This is an update on [01_querying_wikidata_for_hetnet_edges.ipynb](https://github.com/SuLab/WD-rephetio-analysis/blob/v1.0/1_code/01_querying_wikidata_for_hetnet_edges.ipynb) to address the expansion in the Wikidata knowledgebase currently resulting in a timeout during SPARQL query of nodes and edges.

**Input**: Anatomy, Biological Process, Cellular Component, Compounds, Disease, Genes-Pathway-Protein, Phenotype, Protein, Molecular Function
<br>8 categories, each categorized as individual .ndjson files
<br>[Derived from this notebook, an update of MM's metapaths](https://github.com/sabahzero/WRP/blob/main/src/archive/01a_Wikidata-Nodes.ipynb)

**Output**
ID, LABEL, name (Mike's nodes_2019-09-03.csv as an example)

<br>
<br>


### Confirmed Checks
- Items are correctly binned in respective files
<br>*exception* gpp

### Checks to Confirm
- Numbers match up with what Mike had (specifically bp and mf, which should be unchanged) 
- Put a timer on how long each dataset takes to load
- Create a table: Input category, # of item pages, time it takes to load/run, output
- Update nodes, including separating current GPP category
- Cross over of QIDs and duplicates (which should be which)
- How do I pull out edges?

In [1]:
import pandas as pd

import time 
from datetime import datetime

In [9]:
nodes_mike = pd.read_csv('file-examples/nodes_2019-09-03.csv')  
edges_mike = pd.read_csv('file-examples/edges_2019-09-03.csv')  

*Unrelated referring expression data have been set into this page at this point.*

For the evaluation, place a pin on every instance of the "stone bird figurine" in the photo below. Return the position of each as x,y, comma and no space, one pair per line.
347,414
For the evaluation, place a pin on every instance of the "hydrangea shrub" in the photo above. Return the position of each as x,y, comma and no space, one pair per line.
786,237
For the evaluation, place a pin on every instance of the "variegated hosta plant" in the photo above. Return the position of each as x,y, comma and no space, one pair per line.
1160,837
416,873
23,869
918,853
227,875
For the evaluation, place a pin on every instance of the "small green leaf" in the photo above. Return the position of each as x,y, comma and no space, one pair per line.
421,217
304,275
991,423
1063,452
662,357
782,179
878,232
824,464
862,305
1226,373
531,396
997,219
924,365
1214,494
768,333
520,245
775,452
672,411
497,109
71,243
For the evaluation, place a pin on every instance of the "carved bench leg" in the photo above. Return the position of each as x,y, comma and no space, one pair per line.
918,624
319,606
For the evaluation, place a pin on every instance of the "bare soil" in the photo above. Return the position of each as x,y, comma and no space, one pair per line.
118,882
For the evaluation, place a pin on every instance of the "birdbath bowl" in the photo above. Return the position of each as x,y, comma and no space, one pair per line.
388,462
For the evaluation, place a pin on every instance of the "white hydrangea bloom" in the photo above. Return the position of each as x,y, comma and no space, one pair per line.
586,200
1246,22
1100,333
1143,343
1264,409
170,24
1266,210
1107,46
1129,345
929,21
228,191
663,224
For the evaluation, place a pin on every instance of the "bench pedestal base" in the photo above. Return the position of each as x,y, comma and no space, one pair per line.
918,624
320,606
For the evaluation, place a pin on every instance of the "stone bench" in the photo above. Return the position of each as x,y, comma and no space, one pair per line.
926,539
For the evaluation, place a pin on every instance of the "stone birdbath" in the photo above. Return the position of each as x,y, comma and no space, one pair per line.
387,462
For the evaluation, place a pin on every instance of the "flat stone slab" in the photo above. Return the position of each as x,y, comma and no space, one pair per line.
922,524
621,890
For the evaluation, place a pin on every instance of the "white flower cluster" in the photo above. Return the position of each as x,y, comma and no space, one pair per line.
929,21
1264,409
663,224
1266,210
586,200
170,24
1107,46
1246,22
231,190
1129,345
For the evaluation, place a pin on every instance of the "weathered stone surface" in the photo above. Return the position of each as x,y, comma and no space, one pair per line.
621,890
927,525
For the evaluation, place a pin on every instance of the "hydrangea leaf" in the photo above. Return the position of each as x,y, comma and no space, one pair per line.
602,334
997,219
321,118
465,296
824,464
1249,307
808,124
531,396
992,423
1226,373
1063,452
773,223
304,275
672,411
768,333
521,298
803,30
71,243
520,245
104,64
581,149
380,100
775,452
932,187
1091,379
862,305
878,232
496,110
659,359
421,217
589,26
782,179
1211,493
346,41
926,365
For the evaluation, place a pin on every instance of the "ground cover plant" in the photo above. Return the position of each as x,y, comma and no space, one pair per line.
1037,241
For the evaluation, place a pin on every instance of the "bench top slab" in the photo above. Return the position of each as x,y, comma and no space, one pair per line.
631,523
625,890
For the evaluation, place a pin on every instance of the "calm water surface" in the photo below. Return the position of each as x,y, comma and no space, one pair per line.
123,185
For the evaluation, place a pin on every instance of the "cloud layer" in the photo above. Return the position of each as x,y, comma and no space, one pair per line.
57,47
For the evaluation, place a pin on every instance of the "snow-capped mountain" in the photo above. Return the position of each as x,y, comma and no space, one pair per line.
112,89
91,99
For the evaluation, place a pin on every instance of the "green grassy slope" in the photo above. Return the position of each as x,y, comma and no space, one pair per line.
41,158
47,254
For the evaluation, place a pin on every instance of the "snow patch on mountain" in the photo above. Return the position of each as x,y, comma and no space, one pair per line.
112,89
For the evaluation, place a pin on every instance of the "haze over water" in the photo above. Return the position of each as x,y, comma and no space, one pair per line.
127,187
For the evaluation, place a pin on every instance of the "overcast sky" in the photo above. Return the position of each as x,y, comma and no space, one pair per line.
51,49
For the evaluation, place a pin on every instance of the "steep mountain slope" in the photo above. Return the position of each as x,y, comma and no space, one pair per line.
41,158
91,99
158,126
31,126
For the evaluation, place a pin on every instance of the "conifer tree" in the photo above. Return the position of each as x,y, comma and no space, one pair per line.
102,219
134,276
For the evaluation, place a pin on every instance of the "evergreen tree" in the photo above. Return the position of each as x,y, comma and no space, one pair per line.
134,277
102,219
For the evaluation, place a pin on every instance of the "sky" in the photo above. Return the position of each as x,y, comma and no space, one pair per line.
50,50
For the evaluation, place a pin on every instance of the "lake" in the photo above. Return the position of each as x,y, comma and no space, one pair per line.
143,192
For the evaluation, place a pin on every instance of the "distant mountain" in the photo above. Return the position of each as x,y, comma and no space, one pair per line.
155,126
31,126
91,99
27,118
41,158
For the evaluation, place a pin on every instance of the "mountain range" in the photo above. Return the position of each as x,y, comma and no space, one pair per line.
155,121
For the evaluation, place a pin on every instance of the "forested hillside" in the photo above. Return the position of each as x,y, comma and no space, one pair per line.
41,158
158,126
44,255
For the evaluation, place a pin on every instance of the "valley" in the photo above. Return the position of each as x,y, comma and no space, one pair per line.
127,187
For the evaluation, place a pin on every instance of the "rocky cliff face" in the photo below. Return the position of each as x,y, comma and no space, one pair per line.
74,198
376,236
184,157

The total time of this upload is: 0.010258221626281738 minutes


  has_raised = await self.run_ast_nodes(code_ast.body, cell_name,


In [24]:
nodes_mike.head()

Unnamed: 0,:ID,:LABEL,name
0,Q4735440,Compound,alpidem
1,Q5983577,Compound,ibacitabine
2,Q221174,Compound,topiramate
3,Q2016367,Compound,tetraphenylborate
4,Q168685,Compound,fentin acetate


In [11]:
edges_mike.head() # qualifier NaN (both head and tail)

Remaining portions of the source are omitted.